皆さんこんにちは、本日の経済コラムです。
2019年7月3日日経新聞朝刊国際「豪中銀、2会合連続利下げ」より
世界の先進国の金利事情が大きく変化しようとしています。
6月に今後の金利引き下げの可能性を示したアメリカに加えて、金融緩和に踏み切ることに前向きな欧州や日本など、世界経済全体が利下げ・金融緩和方向に舵を取る構図が浮かび上がってきています。
その中で大幅な利下げを行っているのがオーストラリアです。オーストラリアは高金利国でしたが、中国の景気減速にあわせて資源貿易が落ち込み、2012年以降から段階的に金利を引き下げて来ました。

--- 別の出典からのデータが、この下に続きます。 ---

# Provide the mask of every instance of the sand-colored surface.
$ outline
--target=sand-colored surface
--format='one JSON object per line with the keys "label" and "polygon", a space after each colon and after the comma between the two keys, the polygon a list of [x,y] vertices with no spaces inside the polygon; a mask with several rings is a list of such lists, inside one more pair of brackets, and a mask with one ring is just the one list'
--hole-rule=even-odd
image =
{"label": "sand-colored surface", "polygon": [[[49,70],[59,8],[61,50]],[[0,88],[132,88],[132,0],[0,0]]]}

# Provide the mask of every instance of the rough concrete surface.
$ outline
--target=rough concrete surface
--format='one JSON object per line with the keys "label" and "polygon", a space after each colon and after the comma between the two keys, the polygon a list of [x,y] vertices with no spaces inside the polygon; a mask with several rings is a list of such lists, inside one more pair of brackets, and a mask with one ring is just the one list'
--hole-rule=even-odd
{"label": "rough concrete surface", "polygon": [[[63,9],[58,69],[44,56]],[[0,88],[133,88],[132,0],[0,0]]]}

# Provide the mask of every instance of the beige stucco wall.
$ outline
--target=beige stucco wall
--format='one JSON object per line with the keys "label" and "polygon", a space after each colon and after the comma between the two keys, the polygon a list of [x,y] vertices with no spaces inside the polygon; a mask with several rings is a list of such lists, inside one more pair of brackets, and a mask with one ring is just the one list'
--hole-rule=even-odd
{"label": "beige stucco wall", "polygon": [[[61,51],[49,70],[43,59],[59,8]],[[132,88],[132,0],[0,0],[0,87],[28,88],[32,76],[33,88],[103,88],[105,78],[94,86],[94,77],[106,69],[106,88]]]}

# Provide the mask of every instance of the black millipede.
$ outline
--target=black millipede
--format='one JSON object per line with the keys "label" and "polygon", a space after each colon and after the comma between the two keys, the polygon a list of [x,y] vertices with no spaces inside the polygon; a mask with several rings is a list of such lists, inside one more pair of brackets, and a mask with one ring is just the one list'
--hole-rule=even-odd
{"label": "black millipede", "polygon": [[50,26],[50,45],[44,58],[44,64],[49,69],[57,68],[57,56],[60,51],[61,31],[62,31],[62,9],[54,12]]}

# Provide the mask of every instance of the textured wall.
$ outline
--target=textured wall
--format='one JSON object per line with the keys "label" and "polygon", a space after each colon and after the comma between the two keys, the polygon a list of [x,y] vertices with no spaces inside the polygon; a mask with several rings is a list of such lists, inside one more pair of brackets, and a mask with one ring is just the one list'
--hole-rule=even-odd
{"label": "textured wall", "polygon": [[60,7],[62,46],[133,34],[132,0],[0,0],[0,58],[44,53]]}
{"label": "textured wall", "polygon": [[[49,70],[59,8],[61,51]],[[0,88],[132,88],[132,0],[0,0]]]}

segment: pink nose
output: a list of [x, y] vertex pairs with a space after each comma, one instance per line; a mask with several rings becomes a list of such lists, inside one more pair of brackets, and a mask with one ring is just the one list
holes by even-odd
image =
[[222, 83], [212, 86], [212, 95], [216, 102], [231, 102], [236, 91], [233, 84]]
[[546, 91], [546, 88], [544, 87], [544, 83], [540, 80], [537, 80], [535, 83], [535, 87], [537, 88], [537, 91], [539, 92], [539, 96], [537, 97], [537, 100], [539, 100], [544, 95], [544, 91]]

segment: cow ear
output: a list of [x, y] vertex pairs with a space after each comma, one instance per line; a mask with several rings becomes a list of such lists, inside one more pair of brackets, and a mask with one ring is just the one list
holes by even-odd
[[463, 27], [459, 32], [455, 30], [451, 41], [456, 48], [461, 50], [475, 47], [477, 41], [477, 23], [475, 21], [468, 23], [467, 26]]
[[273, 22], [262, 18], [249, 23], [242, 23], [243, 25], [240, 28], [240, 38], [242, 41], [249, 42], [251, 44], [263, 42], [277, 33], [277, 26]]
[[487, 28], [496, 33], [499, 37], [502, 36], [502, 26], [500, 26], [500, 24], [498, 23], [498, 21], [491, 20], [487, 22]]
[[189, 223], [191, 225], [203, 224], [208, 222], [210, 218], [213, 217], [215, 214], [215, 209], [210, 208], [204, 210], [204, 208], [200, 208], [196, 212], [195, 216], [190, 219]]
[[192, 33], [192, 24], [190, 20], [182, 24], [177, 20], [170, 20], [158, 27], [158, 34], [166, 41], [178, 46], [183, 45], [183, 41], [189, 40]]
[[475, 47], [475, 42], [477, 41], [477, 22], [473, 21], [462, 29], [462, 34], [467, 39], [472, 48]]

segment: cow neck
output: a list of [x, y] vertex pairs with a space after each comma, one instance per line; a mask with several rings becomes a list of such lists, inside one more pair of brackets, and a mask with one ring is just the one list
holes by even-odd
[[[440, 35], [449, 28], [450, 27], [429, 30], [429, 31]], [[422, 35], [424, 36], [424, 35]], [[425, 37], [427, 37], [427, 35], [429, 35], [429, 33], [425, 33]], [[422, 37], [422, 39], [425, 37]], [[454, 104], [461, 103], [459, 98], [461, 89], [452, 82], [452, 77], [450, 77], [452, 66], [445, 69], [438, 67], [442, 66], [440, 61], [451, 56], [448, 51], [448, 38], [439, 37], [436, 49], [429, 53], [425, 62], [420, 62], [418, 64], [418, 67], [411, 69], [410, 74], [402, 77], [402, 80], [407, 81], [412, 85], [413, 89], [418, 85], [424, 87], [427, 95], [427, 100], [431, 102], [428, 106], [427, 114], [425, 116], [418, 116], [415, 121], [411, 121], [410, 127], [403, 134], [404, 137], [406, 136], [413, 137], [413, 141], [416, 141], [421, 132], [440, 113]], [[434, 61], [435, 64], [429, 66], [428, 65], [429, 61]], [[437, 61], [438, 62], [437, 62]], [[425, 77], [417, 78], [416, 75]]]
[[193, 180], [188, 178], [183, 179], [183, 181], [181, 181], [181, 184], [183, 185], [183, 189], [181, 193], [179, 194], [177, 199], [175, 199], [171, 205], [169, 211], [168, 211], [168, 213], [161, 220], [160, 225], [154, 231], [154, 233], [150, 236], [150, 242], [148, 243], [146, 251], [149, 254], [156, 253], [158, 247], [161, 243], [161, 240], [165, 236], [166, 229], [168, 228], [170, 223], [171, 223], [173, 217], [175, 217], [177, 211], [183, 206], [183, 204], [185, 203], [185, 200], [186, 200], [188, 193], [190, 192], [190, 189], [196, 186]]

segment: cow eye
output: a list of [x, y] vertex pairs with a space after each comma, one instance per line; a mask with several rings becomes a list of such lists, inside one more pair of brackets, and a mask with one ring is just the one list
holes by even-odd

2019年初で1.5%の金利水準も過去最低金利でしたが、今回2回の利下げで更に金利水準は低下して、オーストラリアの歴史上最低金利の1%となりました。
世界の他の先進国も金利低下の可能性が高いことや、貿易関係の深い中国経済にプラスに働く「米中貿易摩擦の休戦」が発表されたことなども寄与したため、豪ドル為替には大きな変動はありませんでしたが、記事にも書かれているように現在は「想定内の内容」であっただけで、今後継続して金利引き下げが行われる可能性もあることに注意が必要です。
しかし米中関係改善が中国経済にとってプラスに働けば、副作用的にオーストラリアにも良い影響が出てくる可能性もあると思われるので、記事でネックと言われているオーストラリア不動産市況と合わせて、中国経済状況等についても注視してください。
また豪ドル為替は下落していますが、オーストラリア株式市場は年初から上昇基調にあるため、オーストラリア株式系の投資信託などは大きく下落しているわけではないことも確認していただけると良いと思います。
不動産市況が下がっていくというと、バブル後の日本経済と同じような様相を見せ始めている気がします。今回の利下げがオーストラリアにとってプラスに働くのであれば問題ないですが、金利を下げても景気が上向かないような展開になるのは考えたくないですね。先進国でも珍しいほどの長期経済成長を遂げてきたオーストラリアが、ここ一番の壁にどう立ち向かっていくのか期待しましょう。